The Lake Monticello Owners’ Association (LMOA) recently unveiled its concept drawing for the community's new $900,000 pool complex, but not everyone is pleased with the proposed design. At two town hall meetings in late October, residents raised concerns about safety, usability, and the project's timeline.

LMOA's Pool Design Team, made up of Directors Marlene Weaver and Tom Braithwaite, General Manager Catherine Neelley, and Contract Manager Angie Cooke, worked with a local engineering firm, The Timmons Group, to come up with a plan for the new facility. The plans were drawn up by Aquatics H20, a pool design firm in South Carolina contracted by Timmons.

The proposed pool has three main components: a diving well, a six-lane lap pool, and a large, rounded section containing a wading area for babies and toddlers at one end and a "zero entry" or "beach entry" area on the other. 

The zero entry area allows those with mobility issues to follow a gentle slope to a depth of three to four feet to enter the lap lanes, eliminating the need for steps or use of a wheelchair lift. 

Despite the published design showing eight lap lanes, Weaver said it proved cost-prohibitive, and the pool will remain at six lanes. At both meetings, she declined to mention any figures, citing the upcoming request for proposals.  

"The deck's bigger, the pool's bigger, [and] there's more shade," Weaver told the audience at the first meeting Oct. 14.

Residents at both meetings pointed out concerns with the design of the shallow end, which could easily become packed with toddlers, young swimmers, the mobility impaired, and anyone who wants to put their lounge chair in the shallow end on a hot summer day.

"I get where you're going with this," said Kim Harris, mother of two active swimmers, "but I think you're missing the mark in terms of what's actually going to happen with that area." 

The directors were also questioned repeatedly about the apparent lack of separation between the one-foot-deep kiddie area and the four-foot-deep area right beside it, and the lack of handrails for the disabled in the zero entry area.

While applauding the team's effort to make it easier for those in wheelchairs to use the pool, one disabled resident at the second meeting said that she felt it could become a "panic situation."

"What we need is not a larger entry, but a more stable entry, separated from people coming in front of you," she said.

"We'll look into it," Braithwaite replied, noting that many of the details of the final design were still pending.

These and other issues will have to be worked out within the next few weeks to keep on schedule. 

"We've decided to go with a full concept rather than have all the [pool] companies do their own design," Weaver said. 

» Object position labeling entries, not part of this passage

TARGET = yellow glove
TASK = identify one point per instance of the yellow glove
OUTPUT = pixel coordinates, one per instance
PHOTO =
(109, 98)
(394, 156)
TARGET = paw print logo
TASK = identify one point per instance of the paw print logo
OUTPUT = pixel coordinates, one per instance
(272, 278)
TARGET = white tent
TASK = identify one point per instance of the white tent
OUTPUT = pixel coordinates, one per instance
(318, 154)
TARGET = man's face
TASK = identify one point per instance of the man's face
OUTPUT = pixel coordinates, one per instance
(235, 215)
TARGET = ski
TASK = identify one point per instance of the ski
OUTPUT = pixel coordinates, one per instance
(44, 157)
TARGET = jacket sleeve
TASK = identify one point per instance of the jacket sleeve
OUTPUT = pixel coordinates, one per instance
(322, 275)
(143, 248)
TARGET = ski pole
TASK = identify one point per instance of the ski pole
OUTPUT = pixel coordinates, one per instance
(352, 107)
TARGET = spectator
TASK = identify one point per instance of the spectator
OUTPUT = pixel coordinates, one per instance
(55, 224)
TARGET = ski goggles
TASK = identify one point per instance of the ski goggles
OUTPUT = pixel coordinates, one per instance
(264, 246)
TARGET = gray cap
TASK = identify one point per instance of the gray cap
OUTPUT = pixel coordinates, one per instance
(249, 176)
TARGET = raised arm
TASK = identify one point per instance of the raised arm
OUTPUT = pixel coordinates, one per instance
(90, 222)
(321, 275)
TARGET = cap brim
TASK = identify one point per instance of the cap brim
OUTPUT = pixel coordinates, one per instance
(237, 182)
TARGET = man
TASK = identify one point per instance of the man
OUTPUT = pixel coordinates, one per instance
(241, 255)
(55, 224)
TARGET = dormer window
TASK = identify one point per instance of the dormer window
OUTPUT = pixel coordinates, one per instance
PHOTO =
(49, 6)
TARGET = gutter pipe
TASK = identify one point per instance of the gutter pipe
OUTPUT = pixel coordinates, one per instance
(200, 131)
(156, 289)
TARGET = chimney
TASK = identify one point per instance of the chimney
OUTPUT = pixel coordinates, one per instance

On the advice of the Timmons team, they are setting aside four to five months to receive approval from the county for construction before sending out a request for proposals (RFP) in July 2018. They expect to pick a winning bidder in September 2018, with construction to begin immediately for a May 2019 opening.  

Asked what would happen if no contractor could start such a major project on such short notice, Weaver said, "If nobody can start construction when we have it planned then we'll all just look another year." What that might mean for the 2019 pool season is unclear.

Other residents questioned the lack of community involvement in the process. No residents were invited to join or assist the design team. While the Board had previously talked about sending out a survey, they subsequently decided not to do so. 

"There were too many options. There was nothing we could put on a survey to say, 'Do you want this?'" Neelley said. "It would have taken 50, 60, 70 questions just to cover water features."

Board President Rich Barringer said, “We have asked everyone for the input, and when we got the input, this is what we are getting."

He said he understood the "swim team people want eight lanes," but it wasn't in the budget. 

"We're building the pool for the community, not the swim team," Weaver said. "We don't need two extra lanes for the community."

The design team assured the audience their comments had been noted and any changes would be published. There are no current plans to hold another town hall before the final design is approved next month.